Synchronization point
A place in original code where the game aligns itself to the 50 Hz interrupt cadence. On Spectrum this is often an EI; HALT pattern (or a loop that includes HALT). In the port, synchronization points typically become frame boundaries.

Routine
A function-like block of code with an entry label and a contract (inputs, side effects, outputs, and control-flow behavior). Not every label is a routine entry: many labels are internal jump targets.

SkoolKit map
A .ctl + .skool pair that correctly separates code/data/text and provides meaningful names and routine contracts. In this project, the SkoolKit output is treated as a primary knowledge base: Python code should remain traceable back to skool labels and address ranges.

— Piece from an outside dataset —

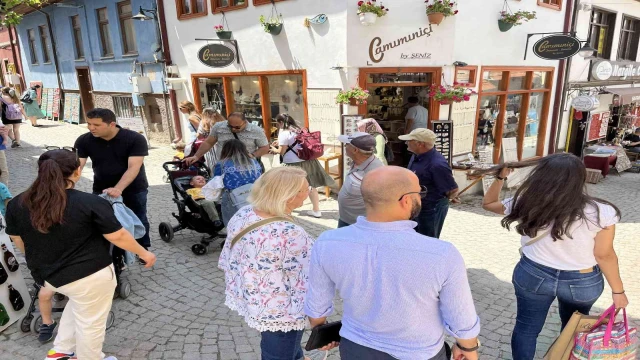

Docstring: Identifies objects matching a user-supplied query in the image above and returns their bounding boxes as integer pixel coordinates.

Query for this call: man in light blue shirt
[305,166,480,360]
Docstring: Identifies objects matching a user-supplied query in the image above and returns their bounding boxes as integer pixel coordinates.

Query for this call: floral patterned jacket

2. Repository constraints (summary)

Porting decisions should be compatible with the normative architecture. The shortest useful summary is:

  • Deterministic behavior is the primary correctness criterion: identical inputs must yield identical outputs and state.
  • Game logic is backend-agnostic; backends provide inputs and consume outputs, but do not reach into game internals.
  • Runtime execution uses an explicit FSM with persisted state identifiers; frame boundaries are explicit FSM states.
  • After initialization, gameplay/runtime code must not read from or write to a raw ROM/snapshot buffer; it operates on named blocks and typed fields.
  • Pointer-like values in runtime code are represented as block-bound pointers (BlockPtr) or typed pointers (StructFieldPtr), not as raw global ZX addresses.
  • Screen output is returned as full buffers (bitmap + attributes), not deltas.
  • Audio is emitted as semantic commands, not as reconstructed OUT (0xFE) waveforms.

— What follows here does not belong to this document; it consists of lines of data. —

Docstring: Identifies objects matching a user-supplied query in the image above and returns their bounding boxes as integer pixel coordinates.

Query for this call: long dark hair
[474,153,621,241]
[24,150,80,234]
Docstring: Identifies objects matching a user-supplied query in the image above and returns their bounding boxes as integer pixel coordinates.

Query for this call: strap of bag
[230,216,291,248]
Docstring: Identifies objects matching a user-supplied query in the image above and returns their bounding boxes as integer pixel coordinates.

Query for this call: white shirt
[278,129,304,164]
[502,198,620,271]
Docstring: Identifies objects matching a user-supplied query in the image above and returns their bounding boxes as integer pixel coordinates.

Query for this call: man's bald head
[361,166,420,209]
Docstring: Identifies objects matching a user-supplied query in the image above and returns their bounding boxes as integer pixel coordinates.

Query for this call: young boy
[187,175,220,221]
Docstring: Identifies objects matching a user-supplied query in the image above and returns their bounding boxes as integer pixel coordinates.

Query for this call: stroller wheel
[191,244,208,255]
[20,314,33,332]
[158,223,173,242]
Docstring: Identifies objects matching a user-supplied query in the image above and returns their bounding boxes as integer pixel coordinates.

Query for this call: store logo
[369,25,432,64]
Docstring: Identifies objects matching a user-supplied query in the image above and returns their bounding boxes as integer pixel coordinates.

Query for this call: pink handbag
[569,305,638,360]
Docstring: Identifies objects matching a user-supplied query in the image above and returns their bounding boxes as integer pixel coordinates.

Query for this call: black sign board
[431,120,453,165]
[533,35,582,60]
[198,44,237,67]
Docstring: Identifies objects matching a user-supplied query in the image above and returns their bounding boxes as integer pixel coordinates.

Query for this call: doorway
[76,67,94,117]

The architecture document contains the precise requirements and edge-case policies.


3. What “done” looks like (deliverables)

A porting effort is structurally “ready” when you have the following artifacts:

  1. Reference start state
  2. A snapshot (or equivalent RAM image) that represents the baseline start state for the runtime.
  3. A short description of how it was obtained (loader/depacker details, required emulator options, machine model).

  4. Evidence package

  5. A dynamic execution trace (PC stream + I/O events is usually enough; memory writes are a bonus).
  6. Notes on interrupt model and synchronization behavior (IM1 vs IM2, where the handler lives, whether the game relies on HALT, what the music driver does).

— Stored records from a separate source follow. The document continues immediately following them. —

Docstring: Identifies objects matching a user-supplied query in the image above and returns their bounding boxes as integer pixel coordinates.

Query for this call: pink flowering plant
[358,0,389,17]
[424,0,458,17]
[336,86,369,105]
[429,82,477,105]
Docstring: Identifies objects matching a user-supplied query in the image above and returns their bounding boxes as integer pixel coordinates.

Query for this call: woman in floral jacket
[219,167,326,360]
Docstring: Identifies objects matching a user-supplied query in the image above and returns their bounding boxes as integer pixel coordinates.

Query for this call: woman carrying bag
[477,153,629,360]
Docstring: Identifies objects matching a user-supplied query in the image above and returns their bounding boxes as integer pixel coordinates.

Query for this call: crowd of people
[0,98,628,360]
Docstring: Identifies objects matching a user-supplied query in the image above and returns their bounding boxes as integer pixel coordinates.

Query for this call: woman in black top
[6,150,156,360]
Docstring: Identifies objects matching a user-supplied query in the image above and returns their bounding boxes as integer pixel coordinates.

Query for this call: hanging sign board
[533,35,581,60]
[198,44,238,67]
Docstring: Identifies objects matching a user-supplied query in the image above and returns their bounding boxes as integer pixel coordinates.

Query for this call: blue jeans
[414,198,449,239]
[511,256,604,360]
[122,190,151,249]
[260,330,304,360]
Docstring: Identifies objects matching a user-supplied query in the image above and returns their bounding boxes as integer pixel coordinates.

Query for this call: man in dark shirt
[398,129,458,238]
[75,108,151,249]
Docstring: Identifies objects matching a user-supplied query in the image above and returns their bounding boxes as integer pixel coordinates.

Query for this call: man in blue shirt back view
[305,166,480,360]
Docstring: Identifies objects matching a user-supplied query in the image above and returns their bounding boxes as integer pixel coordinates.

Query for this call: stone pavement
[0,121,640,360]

  7. Fully annotated SkoolKit listing

  8. .ctl and .skool with correct code/data/text partitioning.
  9. Named blocks for major data structures and screen buffers.
  10. For each port-relevant routine: a one-line summary + Args/Returns/def pythonized annotation.
  11. A call graph stable enough that “routine identity” is not changing on every edit.

  12. Python runtime skeleton

  13. A deterministic reset/step implementation with explicit frame boundaries (FSM).
  14. Screen, input, and audio outputs represented semantically (backend-agnostic).
  15. Pointer and data-block infrastructure in place (no raw-buffer reads after initialization).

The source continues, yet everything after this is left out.